Another evaporated fuel collecting apparatus is known (see Patent Document 2: Japanese Published Unexamined Utility Model Application No. S63-057351). In this apparatus, an adsorbent in which a porous body containing a latent-heat storage material that works at a temperature of preferably 50° C. to 70° C. and activated carbon are combined together is used. It is also known that a latent-heat storage type adsorbent composed of a heat storage material containing a microencapsulated material capable of absorbing or releasing latent heat in response to temperature change and an adsorbent is used for canisters (see Patent Document 3: International Publication WO03/106833 A1). According to the adsorbents disclosed in Patent Documents 2 and 3, a decrease in performance resulting from the incoming and outgoing flow of heat in accordance with adsorption and desorption can be prevented, i.e., a rise in temperature resulting from heat generation caused when adsorbed and a drop in temperature resulting from heat absorption caused when desorbed can be prevented. Therefore, presumably, the adsorbents mentioned in Patent Documents 2 and 3 are useful in improving the performance of a canister that generates a thermal incoming and outgoing flow in accordance with adsorption and desorption.
The adsorbent including the microcapsules mentioned in Patent Documents 2 and 3 uses the phase-changing material that absorbs or releases latent heat in response to temperature change as a heat storage material, and hence it is expected that an effect will be brought about by mixing a small amount of heat storage material. However, there is a practical problem. For example even if the step of uniformly mixing and drying a liquid in which microcapsules are dispersed and an adsorbent together is merely performed, pores of the adsorbent are closed when used, and, as a result, the adsorptivity will be lowered, or the microcapsule filled with the heat storage material and the adsorbent will be separated from each other owing to, for example, vibrations, and hence the intrinsic heat absorbing and generating properties thereof cannot be shown.

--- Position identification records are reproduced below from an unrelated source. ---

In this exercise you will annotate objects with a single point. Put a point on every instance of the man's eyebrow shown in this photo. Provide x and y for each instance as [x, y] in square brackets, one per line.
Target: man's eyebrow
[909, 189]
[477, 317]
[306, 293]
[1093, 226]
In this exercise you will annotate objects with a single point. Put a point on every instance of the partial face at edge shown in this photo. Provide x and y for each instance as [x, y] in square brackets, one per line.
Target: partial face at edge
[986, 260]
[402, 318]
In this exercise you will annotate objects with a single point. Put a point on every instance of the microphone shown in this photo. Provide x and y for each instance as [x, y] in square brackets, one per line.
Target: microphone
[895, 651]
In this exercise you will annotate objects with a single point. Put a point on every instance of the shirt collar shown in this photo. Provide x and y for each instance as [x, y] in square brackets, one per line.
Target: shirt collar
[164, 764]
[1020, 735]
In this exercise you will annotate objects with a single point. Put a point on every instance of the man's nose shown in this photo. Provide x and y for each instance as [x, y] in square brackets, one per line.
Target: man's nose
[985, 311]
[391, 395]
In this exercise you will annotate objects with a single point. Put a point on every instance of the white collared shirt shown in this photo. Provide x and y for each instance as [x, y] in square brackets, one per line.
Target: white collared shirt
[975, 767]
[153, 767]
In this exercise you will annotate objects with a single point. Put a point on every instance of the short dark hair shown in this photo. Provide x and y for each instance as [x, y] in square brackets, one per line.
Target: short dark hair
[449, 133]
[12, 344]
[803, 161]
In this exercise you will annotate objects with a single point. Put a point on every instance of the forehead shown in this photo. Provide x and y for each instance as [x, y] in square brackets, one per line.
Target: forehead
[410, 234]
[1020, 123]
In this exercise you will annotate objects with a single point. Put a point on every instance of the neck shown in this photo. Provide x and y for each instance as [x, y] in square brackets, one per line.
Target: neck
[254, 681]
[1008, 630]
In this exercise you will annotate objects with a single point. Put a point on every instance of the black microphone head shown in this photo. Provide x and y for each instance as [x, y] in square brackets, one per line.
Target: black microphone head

Patent Document 3 additionally proposes a method of mixing microcapsules in each of which a powdery heat storage material is encapsulated and an adsorbent together and molding these under compression. According to this method, it seems that close contact between the heat storage material and the adsorbent is effective from the viewpoint of heat transfer efficiency. However, there is a fear that the microcapsules will be broken so that heat storage components leak out when molded under compression. Therefore, to mold these so as not to break the microcapsules, there is a need to lower the molding pressure. As a result, the amount of activated carbon for each unit volume decreases although the problem of temperature caused when adsorbed and desorbed is solved. Therefore, the total amount of adsorption does not increase as before.
It is therefore an object of the present invention to provide a high-density evaporated-fuel gas adsorbent capable of preventing a temperature rise and a temperature drop caused by the adsorption and desorption of evaporated fuel gas capable of stably maintaining the adsorptivity and desorptivity of the adsorbent, and capable of removing the possibility that heat storage components will leak out, and provide a process for producing the adsorbent.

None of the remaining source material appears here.